13 Mart 2016
Nâzım Hikmet, 1920’de arkadaşı Vâlâ Nureddin ile Milli
Mücadele’ye katılmak üzere ailesinden habersiz Anadolu’ya geçer. Daha sonra
Batum üzerinden Moskova’ya giderek Doğu Emekçileri Komünist Üniversitesi’nde
siyasal bilimler ve iktisat okur. 1921’de gittiği Moskova’da devrimin ilk
yıllarına tanık olur ve komünizm ile tanışır.
1924’te Türkiye’ye dönerek Aydınlık dergisinde çalışmaya başlar, ancak dergide
yayınlanan şiir ve yazılarından dolayı on beş yıl hapsi istenince tekrar
Sovyetler Birliği’ne gider. 1928’de af kanunundan yararlanır ve Türkiye’ye
döner, Resimli Ay dergisinde çalışmaya başlar. 1938’de yirmi sekiz yıl hapis
cezasına çarptırılır.
1925 yılından itibaren şiirleri ve yazıları yüzünden
birçok kere yargılanır Nâzım Hikmet. 1938 yılında orduyu ayaklanmaya çalıştığı
gerekçesiyle 28 yıl 4 ay hapis cezasına çarptırılır. İstanbul, Ankara, Çankırı
ve Bursa cezaevlerinde 12 yılı aşkın kalır. 1950 yılında bir af yasasıyla
salıverilir. Ancak sürekli izlendiği ve çürüğe ayrıldığı halde 48 yaşında
yeniden askerlik yapmaya çağrılması ve polis takiplerinden, komplo
endişelerinden iyice bunalmıştır, yeniden yurt dışına çıkmak zorunda kalır.
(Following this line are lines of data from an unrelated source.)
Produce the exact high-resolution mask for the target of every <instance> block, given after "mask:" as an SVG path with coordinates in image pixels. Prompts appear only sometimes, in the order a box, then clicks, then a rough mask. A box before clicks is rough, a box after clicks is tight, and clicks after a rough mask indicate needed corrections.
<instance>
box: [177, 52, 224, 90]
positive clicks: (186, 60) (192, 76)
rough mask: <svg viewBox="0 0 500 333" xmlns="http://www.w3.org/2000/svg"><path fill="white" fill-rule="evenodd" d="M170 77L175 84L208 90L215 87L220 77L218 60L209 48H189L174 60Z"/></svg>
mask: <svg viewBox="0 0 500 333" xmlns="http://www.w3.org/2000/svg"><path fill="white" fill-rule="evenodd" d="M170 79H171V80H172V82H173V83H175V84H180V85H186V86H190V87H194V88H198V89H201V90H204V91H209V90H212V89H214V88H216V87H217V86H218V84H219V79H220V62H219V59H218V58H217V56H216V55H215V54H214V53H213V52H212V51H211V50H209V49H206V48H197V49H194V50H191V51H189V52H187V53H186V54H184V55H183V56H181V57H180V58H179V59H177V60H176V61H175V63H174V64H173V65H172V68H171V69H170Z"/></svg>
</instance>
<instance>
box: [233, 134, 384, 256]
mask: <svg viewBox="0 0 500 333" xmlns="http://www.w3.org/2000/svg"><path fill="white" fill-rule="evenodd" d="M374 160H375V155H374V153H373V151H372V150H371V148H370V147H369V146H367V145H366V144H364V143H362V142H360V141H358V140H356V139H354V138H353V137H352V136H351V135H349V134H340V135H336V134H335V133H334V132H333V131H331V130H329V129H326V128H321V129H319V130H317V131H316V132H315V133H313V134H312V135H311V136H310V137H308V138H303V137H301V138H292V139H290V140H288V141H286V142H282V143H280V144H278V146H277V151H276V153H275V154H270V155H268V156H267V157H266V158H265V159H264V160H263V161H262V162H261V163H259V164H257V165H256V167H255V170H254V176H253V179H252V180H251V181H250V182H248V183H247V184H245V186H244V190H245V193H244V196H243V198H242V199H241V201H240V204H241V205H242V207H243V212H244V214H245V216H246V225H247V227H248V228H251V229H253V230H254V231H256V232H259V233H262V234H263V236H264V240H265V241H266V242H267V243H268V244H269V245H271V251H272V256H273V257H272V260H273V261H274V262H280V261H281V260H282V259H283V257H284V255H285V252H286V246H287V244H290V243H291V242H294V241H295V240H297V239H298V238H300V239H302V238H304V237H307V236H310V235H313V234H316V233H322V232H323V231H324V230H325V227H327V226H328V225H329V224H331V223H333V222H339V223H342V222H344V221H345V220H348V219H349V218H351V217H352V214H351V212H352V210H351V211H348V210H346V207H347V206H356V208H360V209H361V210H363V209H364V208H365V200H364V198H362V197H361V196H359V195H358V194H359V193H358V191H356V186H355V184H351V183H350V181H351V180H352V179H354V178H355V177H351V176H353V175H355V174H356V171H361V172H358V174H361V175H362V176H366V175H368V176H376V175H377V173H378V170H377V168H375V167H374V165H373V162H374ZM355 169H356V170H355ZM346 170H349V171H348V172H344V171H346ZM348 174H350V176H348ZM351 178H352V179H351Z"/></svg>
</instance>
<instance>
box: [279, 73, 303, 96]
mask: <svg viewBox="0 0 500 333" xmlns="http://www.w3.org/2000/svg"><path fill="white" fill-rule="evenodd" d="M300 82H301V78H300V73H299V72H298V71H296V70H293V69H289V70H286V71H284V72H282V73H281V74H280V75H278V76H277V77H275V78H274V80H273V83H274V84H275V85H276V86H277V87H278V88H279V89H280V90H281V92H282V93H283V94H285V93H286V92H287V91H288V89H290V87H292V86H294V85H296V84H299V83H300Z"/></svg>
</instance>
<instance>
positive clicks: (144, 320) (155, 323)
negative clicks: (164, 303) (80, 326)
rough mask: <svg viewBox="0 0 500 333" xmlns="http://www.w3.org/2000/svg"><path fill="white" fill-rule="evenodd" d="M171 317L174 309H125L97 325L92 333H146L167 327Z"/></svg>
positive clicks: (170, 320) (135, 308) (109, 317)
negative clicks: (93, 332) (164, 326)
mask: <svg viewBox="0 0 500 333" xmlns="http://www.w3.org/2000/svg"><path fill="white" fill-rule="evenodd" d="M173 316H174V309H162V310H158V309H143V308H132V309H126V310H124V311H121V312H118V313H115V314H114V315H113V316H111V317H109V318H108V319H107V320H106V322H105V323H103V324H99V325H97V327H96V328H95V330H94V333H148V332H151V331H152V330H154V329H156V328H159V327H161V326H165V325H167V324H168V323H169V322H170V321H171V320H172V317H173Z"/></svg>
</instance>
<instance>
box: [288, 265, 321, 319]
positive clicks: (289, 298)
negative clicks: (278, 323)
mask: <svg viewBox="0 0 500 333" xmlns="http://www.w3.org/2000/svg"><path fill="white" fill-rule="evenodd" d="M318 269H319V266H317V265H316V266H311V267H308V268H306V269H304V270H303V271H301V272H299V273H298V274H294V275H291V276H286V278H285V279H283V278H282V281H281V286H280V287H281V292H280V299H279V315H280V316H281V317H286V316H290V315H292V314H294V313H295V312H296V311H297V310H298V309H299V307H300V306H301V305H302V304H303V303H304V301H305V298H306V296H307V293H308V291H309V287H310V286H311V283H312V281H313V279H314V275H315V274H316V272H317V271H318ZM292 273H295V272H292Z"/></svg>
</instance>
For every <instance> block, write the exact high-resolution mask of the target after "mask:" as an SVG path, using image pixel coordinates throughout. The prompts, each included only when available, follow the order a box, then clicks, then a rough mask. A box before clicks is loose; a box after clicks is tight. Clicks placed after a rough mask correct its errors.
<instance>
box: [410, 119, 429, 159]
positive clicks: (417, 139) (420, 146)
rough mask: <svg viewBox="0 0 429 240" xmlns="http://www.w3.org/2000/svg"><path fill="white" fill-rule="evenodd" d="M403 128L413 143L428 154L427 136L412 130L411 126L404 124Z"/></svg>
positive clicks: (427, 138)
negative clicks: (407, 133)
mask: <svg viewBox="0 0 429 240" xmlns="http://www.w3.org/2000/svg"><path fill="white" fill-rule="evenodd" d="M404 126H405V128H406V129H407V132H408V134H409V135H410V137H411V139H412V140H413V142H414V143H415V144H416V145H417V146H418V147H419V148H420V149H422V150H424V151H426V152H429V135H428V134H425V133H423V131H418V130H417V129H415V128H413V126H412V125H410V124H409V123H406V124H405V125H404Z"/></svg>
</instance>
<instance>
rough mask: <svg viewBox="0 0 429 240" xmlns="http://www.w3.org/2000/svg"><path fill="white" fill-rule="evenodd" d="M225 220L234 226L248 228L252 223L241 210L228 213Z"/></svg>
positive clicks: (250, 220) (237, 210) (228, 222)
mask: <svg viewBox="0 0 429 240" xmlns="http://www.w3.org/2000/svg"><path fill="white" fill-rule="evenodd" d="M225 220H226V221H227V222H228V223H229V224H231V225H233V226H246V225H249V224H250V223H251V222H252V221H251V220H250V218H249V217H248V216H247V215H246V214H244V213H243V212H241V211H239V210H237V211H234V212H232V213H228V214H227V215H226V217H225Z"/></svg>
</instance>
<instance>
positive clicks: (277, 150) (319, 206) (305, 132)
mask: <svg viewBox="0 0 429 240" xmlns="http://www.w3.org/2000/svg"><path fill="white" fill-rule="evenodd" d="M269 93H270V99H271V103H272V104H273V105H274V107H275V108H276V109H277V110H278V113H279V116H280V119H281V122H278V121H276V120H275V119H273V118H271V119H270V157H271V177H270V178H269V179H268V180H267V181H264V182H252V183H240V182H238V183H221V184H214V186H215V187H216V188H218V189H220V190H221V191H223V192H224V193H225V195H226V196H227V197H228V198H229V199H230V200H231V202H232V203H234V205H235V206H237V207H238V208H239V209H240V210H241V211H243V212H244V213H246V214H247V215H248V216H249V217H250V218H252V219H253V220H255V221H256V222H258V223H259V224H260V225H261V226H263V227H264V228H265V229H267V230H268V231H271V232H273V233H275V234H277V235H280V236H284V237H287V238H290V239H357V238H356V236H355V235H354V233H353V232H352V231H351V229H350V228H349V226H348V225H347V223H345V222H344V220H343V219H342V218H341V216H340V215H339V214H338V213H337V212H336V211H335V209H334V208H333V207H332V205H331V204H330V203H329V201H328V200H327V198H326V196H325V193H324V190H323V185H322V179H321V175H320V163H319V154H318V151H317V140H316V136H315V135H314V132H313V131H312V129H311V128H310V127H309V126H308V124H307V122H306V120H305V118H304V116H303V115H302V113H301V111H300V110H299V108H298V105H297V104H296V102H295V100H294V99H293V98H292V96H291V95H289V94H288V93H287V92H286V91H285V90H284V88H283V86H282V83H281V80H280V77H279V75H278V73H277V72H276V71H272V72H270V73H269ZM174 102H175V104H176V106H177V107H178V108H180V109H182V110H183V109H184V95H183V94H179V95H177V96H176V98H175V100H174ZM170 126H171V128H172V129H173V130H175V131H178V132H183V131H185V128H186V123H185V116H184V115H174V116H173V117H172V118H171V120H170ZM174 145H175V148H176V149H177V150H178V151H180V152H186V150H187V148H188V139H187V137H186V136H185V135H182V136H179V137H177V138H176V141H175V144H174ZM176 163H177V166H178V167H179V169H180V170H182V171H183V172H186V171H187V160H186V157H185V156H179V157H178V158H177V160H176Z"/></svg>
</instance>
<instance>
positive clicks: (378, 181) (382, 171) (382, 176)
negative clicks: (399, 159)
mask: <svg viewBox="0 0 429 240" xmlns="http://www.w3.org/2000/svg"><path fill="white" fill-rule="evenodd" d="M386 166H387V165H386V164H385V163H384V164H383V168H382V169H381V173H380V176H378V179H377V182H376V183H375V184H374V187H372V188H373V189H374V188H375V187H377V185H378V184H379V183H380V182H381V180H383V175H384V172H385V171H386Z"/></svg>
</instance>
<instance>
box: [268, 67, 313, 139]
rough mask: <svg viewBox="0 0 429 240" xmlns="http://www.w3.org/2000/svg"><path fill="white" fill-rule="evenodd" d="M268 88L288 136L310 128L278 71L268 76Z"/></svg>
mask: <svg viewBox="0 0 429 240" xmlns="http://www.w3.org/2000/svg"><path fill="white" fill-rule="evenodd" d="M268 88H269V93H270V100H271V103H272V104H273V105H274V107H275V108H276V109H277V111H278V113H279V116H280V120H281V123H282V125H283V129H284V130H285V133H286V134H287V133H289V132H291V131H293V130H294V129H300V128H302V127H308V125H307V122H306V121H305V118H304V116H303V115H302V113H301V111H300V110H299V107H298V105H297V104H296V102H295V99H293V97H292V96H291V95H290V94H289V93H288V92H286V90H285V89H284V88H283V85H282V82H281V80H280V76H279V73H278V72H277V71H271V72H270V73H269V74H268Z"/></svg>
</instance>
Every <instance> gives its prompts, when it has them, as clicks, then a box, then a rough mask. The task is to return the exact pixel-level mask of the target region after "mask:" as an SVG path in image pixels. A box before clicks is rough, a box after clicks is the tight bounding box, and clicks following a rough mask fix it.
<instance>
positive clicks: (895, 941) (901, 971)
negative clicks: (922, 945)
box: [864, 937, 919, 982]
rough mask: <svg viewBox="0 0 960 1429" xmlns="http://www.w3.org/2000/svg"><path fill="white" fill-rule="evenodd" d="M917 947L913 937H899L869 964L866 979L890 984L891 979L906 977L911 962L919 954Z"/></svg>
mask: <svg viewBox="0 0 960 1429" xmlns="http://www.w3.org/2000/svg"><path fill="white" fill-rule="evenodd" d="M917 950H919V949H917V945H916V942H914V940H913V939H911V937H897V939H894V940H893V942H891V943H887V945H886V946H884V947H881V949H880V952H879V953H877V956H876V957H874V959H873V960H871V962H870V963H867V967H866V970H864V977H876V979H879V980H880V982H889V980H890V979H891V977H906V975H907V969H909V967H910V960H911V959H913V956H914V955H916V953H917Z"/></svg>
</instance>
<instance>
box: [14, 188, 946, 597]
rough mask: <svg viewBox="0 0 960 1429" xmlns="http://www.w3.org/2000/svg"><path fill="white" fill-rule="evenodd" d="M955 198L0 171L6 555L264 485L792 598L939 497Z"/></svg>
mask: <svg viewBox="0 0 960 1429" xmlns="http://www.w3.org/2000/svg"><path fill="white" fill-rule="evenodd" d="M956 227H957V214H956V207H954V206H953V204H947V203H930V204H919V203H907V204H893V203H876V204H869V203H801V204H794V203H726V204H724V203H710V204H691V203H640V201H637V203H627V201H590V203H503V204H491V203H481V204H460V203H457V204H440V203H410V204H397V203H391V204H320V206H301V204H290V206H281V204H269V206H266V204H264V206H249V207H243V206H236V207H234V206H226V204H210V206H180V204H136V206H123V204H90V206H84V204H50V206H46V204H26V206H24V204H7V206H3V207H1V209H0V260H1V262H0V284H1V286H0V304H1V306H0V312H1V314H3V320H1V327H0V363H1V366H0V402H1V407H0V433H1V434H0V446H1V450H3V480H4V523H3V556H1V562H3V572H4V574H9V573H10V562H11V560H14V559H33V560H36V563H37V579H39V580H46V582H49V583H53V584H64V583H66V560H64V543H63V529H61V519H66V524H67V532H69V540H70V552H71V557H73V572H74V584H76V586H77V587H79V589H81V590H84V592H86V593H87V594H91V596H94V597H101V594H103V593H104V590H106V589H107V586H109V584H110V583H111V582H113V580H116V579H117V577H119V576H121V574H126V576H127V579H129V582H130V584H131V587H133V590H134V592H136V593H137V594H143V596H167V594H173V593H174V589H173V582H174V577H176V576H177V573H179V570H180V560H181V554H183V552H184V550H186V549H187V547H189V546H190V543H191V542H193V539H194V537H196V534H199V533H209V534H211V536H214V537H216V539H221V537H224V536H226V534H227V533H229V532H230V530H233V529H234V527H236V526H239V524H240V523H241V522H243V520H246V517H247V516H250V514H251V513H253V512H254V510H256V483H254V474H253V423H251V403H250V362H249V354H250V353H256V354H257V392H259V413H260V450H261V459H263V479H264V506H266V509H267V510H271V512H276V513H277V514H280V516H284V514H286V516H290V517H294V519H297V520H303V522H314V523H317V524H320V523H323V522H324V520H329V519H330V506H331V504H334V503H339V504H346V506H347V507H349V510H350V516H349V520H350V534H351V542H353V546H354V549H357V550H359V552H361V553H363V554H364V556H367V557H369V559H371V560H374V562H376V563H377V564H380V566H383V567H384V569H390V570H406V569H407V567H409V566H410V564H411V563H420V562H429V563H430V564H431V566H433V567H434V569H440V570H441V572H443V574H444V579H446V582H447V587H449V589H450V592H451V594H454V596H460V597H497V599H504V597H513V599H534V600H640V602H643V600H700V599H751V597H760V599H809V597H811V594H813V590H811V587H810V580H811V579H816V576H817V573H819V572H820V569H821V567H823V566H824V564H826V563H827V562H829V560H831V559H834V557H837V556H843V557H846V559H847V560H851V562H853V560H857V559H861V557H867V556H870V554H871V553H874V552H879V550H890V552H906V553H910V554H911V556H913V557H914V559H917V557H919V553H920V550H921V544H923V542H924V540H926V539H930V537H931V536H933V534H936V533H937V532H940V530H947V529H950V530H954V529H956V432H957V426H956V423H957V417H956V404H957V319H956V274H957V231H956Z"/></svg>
Sovyetler Birliği’ne gider.
25 Temmuz 1951 tarihinde Bakanlar Kurulunca Türkiye vatandaşlığından çıkarılır.
Moskova yakınlarındaki yazarlar köyünde ve daha sonra da, eşi Vera Tulyakova
ile Moskova’da yaşar. Memleket dışında geçirdiği yıllarda Bulgaristan,
Macaristan, Fransa, Küba, Mısır gibi ülkeleri dolaşır, buralarda konferanslar
verir, savaş ve emperyalizm karşıtı eylemlere katılır.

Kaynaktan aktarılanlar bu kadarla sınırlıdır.